Taxes on drink are 'too important' to struggling economy
IRELAND can't afford to increase the price of drink to stem alcohol abuse and will have to wait until the economy picks up, an international research firm has forecast.
Business Monitor International (BMI), one of the leading independent suppliers of raw data and forecasts to the multinationals and financial institutions, suggests that the Government can't overlook the importance of alcohol taxes to our overall budget.
Michael Noonan recently revealed in the Dail that revenue from alcohol in Ireland has already fallen off a cliff -- down from €1.13bn in 2007 to €826m in 2010, the equivalent of a 27 per cent drop.
BMI calculates that despite this fall, the tax revenue from alcohol per capita in Ireland is nearly €200 a year.
The agency said, in its latest Western Europe Food and Drink Insights bulletin, that while there was "clearly some political will" to address problem drinking, the new proposals published in the Misuse of Alcohol and Other Drugs report were "somewhat contradicted by the fact that the Government has recently cut alcohol taxes in response to falling revenues".
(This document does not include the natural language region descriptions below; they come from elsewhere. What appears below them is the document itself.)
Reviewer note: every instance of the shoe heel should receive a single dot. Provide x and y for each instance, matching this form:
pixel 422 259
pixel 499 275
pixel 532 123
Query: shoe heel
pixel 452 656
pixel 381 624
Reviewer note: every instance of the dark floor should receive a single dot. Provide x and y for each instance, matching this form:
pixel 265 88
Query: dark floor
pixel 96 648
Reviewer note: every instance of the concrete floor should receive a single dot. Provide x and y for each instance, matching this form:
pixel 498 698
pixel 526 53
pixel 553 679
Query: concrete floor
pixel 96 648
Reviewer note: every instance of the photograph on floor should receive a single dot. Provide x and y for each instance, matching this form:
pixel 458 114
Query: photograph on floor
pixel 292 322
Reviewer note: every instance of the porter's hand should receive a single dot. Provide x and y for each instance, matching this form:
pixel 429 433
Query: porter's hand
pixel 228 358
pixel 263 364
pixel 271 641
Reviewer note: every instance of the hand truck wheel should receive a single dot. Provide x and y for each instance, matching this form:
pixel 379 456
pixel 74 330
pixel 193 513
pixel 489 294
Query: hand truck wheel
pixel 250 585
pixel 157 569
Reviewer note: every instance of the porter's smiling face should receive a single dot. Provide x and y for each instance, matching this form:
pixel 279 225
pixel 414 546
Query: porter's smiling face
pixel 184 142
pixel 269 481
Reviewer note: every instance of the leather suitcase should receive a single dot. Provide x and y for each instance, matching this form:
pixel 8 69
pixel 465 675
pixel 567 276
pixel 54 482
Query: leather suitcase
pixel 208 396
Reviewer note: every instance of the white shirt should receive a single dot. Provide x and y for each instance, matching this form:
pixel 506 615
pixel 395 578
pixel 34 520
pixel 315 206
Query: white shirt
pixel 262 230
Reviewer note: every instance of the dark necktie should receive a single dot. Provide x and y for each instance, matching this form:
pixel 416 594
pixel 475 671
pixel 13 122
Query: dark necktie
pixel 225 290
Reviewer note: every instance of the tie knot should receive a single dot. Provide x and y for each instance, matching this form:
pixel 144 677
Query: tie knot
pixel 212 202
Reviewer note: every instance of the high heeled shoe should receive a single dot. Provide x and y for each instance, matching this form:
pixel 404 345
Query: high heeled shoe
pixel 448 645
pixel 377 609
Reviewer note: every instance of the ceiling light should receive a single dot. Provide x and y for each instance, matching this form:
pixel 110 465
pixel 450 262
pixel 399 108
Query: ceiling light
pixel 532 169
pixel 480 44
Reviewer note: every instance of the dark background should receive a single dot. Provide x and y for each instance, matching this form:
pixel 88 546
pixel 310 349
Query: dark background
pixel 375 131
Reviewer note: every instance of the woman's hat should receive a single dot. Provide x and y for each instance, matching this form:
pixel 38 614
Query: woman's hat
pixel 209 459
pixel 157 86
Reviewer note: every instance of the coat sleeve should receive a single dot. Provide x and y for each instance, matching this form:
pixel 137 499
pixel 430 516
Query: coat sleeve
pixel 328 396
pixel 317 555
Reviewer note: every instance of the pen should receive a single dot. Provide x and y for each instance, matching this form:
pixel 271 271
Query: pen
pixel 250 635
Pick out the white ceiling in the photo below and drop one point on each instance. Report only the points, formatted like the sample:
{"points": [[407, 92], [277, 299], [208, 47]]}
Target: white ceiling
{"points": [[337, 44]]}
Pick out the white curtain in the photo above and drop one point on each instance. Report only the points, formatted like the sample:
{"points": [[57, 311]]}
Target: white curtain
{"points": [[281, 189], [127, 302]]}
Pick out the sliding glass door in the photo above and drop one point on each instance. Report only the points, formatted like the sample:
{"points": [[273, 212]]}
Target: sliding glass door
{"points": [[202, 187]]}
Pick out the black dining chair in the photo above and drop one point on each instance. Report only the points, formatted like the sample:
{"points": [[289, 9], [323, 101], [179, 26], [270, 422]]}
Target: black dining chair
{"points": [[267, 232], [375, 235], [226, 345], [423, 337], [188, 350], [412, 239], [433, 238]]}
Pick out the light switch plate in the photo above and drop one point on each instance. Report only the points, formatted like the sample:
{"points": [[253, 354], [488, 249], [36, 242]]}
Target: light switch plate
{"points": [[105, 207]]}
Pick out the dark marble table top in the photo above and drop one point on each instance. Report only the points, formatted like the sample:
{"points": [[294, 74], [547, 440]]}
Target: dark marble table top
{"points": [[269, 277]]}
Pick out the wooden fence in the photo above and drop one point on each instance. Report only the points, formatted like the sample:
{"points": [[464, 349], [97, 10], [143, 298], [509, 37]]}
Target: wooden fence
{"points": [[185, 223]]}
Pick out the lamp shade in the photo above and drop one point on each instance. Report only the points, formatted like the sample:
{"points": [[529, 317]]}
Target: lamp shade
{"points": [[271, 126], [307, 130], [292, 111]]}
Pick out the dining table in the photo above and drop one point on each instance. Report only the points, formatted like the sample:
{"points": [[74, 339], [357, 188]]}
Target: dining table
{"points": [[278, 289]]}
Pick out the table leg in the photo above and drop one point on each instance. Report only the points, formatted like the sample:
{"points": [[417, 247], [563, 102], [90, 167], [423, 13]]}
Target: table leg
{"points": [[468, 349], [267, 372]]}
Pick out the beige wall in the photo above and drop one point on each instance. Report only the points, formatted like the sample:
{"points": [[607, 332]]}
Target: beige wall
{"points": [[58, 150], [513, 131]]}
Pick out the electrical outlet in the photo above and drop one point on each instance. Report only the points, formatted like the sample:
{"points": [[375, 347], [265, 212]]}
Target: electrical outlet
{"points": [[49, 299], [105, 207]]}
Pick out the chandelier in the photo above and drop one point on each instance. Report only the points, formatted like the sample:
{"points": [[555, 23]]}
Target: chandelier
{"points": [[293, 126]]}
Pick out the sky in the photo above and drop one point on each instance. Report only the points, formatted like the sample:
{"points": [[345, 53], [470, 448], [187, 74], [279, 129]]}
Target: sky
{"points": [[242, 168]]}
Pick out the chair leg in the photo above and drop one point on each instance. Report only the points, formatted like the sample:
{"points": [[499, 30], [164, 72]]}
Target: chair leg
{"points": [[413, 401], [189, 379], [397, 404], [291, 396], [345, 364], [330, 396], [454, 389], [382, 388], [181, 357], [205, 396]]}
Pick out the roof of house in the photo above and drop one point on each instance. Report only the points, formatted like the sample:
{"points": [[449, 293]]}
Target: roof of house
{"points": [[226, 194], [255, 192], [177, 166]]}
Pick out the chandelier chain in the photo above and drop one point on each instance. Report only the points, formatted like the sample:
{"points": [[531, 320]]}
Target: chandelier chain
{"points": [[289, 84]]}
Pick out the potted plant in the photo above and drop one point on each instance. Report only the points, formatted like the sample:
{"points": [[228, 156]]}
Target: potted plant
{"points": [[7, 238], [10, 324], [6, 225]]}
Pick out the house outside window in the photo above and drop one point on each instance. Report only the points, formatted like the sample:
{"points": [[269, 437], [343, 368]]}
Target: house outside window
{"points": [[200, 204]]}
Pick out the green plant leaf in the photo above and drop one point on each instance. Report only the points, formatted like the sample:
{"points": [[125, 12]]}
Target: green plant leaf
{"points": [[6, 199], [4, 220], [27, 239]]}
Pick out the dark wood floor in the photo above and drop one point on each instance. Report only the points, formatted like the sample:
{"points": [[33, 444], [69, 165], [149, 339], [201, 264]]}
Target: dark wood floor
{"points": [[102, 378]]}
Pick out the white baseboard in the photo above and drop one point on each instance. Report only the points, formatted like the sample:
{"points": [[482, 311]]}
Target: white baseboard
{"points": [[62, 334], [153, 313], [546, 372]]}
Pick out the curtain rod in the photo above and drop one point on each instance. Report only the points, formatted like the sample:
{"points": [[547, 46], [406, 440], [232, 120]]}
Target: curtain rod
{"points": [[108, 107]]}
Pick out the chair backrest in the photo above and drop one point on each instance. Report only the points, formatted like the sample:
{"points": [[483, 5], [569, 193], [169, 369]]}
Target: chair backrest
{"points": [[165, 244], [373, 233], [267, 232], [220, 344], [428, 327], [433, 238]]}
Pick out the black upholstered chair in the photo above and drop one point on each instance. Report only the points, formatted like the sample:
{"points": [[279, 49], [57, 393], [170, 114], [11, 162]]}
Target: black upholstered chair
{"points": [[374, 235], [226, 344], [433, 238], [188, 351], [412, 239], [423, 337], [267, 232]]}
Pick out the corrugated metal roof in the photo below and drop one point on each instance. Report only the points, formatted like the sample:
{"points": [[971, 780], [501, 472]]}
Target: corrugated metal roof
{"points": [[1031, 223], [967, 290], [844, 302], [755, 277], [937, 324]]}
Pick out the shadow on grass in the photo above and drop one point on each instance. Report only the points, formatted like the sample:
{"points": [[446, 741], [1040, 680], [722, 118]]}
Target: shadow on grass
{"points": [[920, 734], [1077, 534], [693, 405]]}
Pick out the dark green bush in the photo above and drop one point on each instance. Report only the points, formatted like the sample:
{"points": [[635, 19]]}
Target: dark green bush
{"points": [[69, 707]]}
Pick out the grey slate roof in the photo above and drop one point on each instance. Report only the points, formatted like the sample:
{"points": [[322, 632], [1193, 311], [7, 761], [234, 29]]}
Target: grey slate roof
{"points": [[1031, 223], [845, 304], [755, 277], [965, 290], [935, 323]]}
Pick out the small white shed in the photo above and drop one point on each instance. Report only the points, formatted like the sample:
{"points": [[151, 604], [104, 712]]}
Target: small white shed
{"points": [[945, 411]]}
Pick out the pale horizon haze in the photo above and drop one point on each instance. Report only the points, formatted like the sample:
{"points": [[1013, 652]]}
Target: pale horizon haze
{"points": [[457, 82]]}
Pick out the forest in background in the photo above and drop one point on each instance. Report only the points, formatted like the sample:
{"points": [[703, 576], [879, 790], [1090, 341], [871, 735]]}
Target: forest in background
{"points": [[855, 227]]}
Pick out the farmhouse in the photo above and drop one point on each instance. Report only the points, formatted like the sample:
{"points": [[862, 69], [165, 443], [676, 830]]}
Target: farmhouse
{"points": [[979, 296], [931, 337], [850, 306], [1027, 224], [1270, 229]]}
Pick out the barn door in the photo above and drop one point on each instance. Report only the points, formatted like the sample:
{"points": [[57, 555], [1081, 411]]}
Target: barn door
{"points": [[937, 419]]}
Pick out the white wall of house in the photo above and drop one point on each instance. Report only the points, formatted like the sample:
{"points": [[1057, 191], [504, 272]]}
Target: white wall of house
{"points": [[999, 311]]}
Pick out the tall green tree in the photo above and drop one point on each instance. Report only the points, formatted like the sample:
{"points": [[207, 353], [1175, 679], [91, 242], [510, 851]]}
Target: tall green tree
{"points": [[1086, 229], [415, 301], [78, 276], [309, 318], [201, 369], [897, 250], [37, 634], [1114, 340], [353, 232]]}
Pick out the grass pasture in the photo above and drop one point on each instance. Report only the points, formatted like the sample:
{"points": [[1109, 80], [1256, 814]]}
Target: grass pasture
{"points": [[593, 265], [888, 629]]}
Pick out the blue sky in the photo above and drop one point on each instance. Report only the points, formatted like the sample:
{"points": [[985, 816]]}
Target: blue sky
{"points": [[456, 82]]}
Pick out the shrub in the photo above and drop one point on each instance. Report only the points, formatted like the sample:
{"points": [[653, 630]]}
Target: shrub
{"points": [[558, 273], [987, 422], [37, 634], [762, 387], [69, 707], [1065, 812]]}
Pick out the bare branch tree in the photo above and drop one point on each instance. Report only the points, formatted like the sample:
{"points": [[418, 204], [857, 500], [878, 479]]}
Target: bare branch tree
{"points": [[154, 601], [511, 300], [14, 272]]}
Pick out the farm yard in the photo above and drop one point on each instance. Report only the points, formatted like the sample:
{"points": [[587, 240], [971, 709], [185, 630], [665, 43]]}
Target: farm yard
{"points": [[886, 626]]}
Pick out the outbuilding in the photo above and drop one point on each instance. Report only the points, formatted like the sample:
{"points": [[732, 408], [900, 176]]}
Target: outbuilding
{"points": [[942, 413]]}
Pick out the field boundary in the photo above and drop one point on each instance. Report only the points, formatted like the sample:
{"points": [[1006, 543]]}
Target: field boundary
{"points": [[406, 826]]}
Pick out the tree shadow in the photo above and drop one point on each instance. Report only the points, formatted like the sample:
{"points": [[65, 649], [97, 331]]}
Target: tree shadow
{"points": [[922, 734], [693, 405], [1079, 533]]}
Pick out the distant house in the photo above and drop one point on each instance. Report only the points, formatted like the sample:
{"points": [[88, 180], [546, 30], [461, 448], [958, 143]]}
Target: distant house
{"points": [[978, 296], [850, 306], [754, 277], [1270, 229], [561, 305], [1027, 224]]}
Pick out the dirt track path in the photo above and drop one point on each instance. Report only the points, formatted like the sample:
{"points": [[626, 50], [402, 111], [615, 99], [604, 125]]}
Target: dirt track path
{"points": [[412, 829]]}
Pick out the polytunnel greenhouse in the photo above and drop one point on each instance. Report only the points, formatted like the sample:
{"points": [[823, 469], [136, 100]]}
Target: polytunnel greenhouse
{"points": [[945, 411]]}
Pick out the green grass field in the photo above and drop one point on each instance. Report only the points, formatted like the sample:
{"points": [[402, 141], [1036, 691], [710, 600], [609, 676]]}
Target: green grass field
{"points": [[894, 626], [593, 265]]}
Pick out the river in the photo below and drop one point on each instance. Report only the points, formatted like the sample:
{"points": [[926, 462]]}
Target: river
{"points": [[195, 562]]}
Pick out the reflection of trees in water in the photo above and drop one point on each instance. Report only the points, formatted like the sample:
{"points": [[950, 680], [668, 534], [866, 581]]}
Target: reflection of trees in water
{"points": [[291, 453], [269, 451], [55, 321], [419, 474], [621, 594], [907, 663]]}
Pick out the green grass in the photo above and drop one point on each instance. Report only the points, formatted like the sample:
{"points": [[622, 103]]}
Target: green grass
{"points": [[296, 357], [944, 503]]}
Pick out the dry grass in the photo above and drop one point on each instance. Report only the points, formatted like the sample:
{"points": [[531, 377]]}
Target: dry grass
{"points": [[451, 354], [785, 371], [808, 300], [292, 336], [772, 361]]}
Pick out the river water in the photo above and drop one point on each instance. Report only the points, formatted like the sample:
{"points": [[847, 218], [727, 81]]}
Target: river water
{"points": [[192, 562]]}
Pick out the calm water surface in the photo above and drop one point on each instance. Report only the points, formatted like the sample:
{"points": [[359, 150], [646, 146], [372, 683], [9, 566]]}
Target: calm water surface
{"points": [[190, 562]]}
The cross-party report on alcohol misuse, launched by Junior Minister for Health Roisin Shortall, made a number of key recommendations. They included: an education programme highlighting the dangers of alcohol misuse; the end of VAT refunds on below-cost sales of drink; a ban on advertising of discounted alcohol; a ban on advertising drink before 9pm; and a total ban on advertising on social networking sites.
There was also a proposal to ban the presentation and sale of alcohol alongside groceries, confectionery and fuel as well as outlawing direct delivery of alcohol to consumers' homes.
It also calls for a ban on all sponsorship by drinks companies of sporting and large outdoor events, a ban on all outdoor advertising of alcohol and an increase in excise duties on some alcohol products.
"There is strong evidence that the price at which alcohol is sold is a determinant in promoting and selling alcohol," said the report.
The all-party report stated that a minimum price for alcohol would increase the price of very cheap drink sold in shops but not of that sold in pubs.
It is hoped this would help the struggling pub trade. Pubs are regarded as a safer, more controlled environment in which to drink than the home.
But BMI points out that in December 2009 the Government unveiled a cut in duty on alcohol with tax on pints of cider and beer falling by 12c. Duty on wine was cut by 60c a bottle and on spirits by 14c on the standard measure of a half glass.
"Given the importance of alcohol taxes to Ireland's overall budget, we think it will be very difficult for the Government to consider measures that would have a significant impact on consumption in the short-to-medium-term.
"While some of the less radical measures proposed may be adopted, we think that minimum pricing or a ban on the sale in supermarkets and convenience stores will unlikely be passed by a government whose predominant focus must surely be to cut the fiscal deficit," the BMI forecast said.